Tuesday, April 2, 2013

Hannah Parish Blog post

This is a worksheet that the students had for a warm up. The students struggled with the first two questions, as they normally do. I think it is because they have a difficult time extracting the important information from a word problem and figuring out what is asked and how to solve for it.

For this worksheet, I would like to know how it fits in the math standards. I could find this out by consulting with my mentor teacher, or I could also look at the common core standards. I would also like to know what type of support is recommended or needed in order for the students to be able to complete this. I know this varies from student to student, but it was interesting to me that none of the students could solve the first two problems. I would like to know what should be taught leading up to this lesson and what support others would give the students during the completion of the worksheet. I could figure this out by consulting other mentor teachers, talking with peers, and talking with MSU professors. I feel that the big issue with those problems is that they are word problems, so I would love to watch a teacher introduce how to work with word problems. I feel that the students in my class did not receive enough support prior to this worksheet or during it and that is why they had such a difficult time. I also would like to know how the students learn how to do long division.

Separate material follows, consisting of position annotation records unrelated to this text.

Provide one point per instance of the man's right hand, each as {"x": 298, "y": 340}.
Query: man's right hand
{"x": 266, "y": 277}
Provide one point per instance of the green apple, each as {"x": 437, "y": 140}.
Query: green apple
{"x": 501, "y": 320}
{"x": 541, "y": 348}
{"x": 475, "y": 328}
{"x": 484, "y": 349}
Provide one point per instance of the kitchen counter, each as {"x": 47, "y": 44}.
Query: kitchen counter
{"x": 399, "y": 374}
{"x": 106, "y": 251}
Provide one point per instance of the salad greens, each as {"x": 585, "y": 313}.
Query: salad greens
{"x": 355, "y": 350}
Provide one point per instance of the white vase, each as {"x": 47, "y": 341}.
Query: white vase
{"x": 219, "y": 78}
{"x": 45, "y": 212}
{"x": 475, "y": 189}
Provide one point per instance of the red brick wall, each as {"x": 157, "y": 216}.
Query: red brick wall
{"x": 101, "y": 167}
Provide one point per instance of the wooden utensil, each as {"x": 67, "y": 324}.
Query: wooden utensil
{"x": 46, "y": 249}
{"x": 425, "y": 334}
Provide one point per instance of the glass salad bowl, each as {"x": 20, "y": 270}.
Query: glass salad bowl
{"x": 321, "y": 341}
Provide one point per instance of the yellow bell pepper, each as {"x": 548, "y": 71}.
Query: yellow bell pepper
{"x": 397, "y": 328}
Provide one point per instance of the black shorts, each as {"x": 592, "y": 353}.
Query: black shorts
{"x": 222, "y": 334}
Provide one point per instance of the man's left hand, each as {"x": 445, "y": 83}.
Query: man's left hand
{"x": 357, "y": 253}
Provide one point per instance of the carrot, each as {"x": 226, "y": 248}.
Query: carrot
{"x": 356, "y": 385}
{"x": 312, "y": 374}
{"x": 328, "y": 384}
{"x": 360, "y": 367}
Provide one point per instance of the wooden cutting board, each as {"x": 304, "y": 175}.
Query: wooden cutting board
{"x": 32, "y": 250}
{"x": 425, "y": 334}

I only ever see them practice division, like the "lesson quiz" so I would like to see how my MT goes about teaching the students. The students struggle a great deal with remainders, so I wonder how other teachers go about teaching this. I would like to broaden my knowledge on effective ways to teach the concept of remainders and I feel that by talking with my peers about their experiences in their classrooms and looking around on the internet would help me.

1 comment:

  1. The problem itself is actually pretty complex (not a simple algorithm), so it's not surprising that students struggled. It seems like this would be a good problem to have students try to solve (perhaps collaboratively), and then to share their responses as a class. As a teacher, it would then be your job to try to manage the discussion, linking the different approaches together and asking students to justify their claims. What would not be productive would be to pose this problem, have students struggle on it individually, then reveal the answer and move on.